DecryptionThe current phase of digitization creates a unique opportunity for European microelectronics, believe the major manufacturers in the sector. Examples in Dresden, Germany, and Grenoble, where the factories are running at full speed.
Globalfoundries, Europe’s largest microchip factory, is expanding its gigantic buildings near beautiful Dresden, Saxony. A few kilometers north of the Elbe, the Semper opera house and the Frauenkirche, on green hills, Globalfoundries is a neighbor of Infineon, the German number one in chip, Bosch and dozens of subcontractors, sites of research, including the renowned Technical University of Dresden, which has a large institute dedicated to semiconductors and microprocessors.

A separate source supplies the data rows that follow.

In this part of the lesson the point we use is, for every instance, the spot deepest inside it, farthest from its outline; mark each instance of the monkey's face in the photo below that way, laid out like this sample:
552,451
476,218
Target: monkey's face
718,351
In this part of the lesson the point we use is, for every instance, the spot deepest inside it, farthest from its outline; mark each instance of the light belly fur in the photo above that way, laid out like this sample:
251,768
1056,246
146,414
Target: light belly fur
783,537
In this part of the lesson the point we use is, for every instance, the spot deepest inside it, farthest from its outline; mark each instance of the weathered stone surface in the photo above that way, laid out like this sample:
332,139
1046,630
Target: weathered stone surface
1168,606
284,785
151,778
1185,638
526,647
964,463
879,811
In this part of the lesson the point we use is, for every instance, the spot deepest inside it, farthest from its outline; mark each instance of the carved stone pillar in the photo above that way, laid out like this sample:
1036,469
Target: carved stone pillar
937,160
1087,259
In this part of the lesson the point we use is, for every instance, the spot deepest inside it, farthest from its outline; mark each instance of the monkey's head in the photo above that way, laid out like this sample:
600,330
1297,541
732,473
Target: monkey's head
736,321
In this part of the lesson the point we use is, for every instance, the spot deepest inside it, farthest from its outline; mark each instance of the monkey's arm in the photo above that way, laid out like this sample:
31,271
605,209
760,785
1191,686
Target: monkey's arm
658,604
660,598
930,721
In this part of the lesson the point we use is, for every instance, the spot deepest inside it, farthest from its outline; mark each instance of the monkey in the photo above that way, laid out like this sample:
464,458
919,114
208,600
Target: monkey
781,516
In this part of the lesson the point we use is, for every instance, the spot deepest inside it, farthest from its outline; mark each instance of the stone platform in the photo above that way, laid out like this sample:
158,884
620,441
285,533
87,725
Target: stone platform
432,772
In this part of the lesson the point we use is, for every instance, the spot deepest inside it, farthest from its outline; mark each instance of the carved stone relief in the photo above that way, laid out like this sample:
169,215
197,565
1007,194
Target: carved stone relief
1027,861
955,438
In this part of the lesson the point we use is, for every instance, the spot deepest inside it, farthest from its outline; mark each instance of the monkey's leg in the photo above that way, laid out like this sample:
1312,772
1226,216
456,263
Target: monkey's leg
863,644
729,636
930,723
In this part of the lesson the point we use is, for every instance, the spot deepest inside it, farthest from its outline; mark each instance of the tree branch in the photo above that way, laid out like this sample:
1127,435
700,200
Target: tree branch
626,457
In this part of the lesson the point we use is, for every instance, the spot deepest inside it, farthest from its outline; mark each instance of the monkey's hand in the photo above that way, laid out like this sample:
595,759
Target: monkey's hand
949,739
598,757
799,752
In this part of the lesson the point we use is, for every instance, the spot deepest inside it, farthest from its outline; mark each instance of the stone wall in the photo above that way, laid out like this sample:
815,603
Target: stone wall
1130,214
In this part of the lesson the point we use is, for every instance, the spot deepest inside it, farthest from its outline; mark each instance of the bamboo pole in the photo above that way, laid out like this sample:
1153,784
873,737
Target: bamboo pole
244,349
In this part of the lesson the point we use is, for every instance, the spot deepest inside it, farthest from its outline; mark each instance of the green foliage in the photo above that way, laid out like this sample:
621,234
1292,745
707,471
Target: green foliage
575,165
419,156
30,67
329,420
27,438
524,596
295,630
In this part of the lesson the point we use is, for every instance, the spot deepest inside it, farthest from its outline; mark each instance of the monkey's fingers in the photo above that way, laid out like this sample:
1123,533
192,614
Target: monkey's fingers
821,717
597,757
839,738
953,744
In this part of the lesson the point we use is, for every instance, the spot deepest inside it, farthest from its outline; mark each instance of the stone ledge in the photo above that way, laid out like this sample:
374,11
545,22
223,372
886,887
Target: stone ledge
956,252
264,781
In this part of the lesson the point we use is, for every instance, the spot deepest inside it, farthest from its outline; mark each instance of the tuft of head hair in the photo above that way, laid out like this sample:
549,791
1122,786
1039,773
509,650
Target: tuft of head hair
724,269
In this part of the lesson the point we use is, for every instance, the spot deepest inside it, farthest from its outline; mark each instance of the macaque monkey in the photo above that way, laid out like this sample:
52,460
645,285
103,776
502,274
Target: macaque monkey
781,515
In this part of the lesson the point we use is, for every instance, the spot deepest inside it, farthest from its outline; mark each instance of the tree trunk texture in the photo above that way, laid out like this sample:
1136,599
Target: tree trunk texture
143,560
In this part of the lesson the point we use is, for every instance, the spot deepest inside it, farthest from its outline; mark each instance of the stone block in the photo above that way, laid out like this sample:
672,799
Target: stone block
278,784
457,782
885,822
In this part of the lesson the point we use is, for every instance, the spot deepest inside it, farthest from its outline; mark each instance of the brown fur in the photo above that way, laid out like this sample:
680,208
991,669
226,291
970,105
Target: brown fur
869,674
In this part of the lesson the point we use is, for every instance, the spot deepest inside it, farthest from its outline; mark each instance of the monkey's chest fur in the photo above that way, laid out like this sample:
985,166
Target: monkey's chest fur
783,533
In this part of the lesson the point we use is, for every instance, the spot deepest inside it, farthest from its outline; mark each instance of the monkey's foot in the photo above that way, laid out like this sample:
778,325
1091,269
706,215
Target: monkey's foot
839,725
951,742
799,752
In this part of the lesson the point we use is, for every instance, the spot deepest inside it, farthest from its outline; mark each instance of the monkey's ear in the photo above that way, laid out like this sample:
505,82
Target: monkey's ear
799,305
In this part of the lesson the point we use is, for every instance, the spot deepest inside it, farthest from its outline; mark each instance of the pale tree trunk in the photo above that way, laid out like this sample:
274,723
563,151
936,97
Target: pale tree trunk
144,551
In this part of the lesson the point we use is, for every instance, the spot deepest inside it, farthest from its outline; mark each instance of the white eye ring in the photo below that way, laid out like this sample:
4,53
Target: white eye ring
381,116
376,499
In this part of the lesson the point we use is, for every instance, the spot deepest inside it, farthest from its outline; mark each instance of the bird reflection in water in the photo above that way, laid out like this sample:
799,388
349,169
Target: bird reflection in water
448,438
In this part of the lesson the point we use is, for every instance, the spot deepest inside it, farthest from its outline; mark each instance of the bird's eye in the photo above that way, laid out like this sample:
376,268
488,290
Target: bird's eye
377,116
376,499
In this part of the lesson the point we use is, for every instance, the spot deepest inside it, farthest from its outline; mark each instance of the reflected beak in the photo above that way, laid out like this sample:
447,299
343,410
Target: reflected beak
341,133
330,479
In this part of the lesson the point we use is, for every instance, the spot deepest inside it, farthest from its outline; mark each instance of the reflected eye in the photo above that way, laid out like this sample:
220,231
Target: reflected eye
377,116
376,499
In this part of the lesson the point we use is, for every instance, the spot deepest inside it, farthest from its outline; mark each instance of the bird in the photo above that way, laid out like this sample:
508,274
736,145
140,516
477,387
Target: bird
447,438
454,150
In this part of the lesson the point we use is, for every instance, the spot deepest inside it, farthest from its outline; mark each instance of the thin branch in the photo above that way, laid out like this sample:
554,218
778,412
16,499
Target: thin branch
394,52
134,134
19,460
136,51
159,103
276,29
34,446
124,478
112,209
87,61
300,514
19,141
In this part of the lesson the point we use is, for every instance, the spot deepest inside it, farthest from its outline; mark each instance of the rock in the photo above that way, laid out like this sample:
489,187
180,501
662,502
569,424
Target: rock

Electronic chips are these cards no bigger than a fingernail on which is engraved, on structures several thousand times smaller than a human hair, the brains of electronic objects of our daily life: smartphones, laptops, vehicles. , computer servers and connected objects. This component, long seen as a basic product, has become in a few months a major geopolitical issue. Under the effect of the intensification of digital exchanges linked to the pandemic, demand exploded, to the point of creating a global shortage, which revealed a very great European dependence on Asian and American manufacturers. Even the German auto industry was forced to massively cut production, a shock across the Rhine.
« Silicon Saxony »
In Dresden, on the other hand, the Globalfoundries plant is running at full speed and the outlook looks excellent. In the region, a major center of competence in microelectronics since the GDR, renamed “Silicon Saxony” in the early 2000s, we expect a golden age of the European chip. Not only will the new phase of digitization which is beginning – that of automated industrial production, artificial intelligence and connected objects – benefit specific European know-how, but Brussels has just made microelectronics a priority axis of its policy. strengthening of “technological sovereignty”.
Thanks to an alignment between the European Commissioner Thierry Breton and the ministers of the economy Bruno Le Maire and Peter Altmaier, the idea has emerged in Europe that a more active industrial policy is now essential to support certain sectors considered strategic ( batteries, hydrogen). At the beginning of December 2020, a support plan called “Piiec”, “important project of common European interest”, was announced to support private investments in microelectronics, which will benefit several countries: Germany with Dresden of course, but also France, Italy and the Netherlands. Depending on the demands of the companies, 15 to 50 billion euros of public funds could be allocated.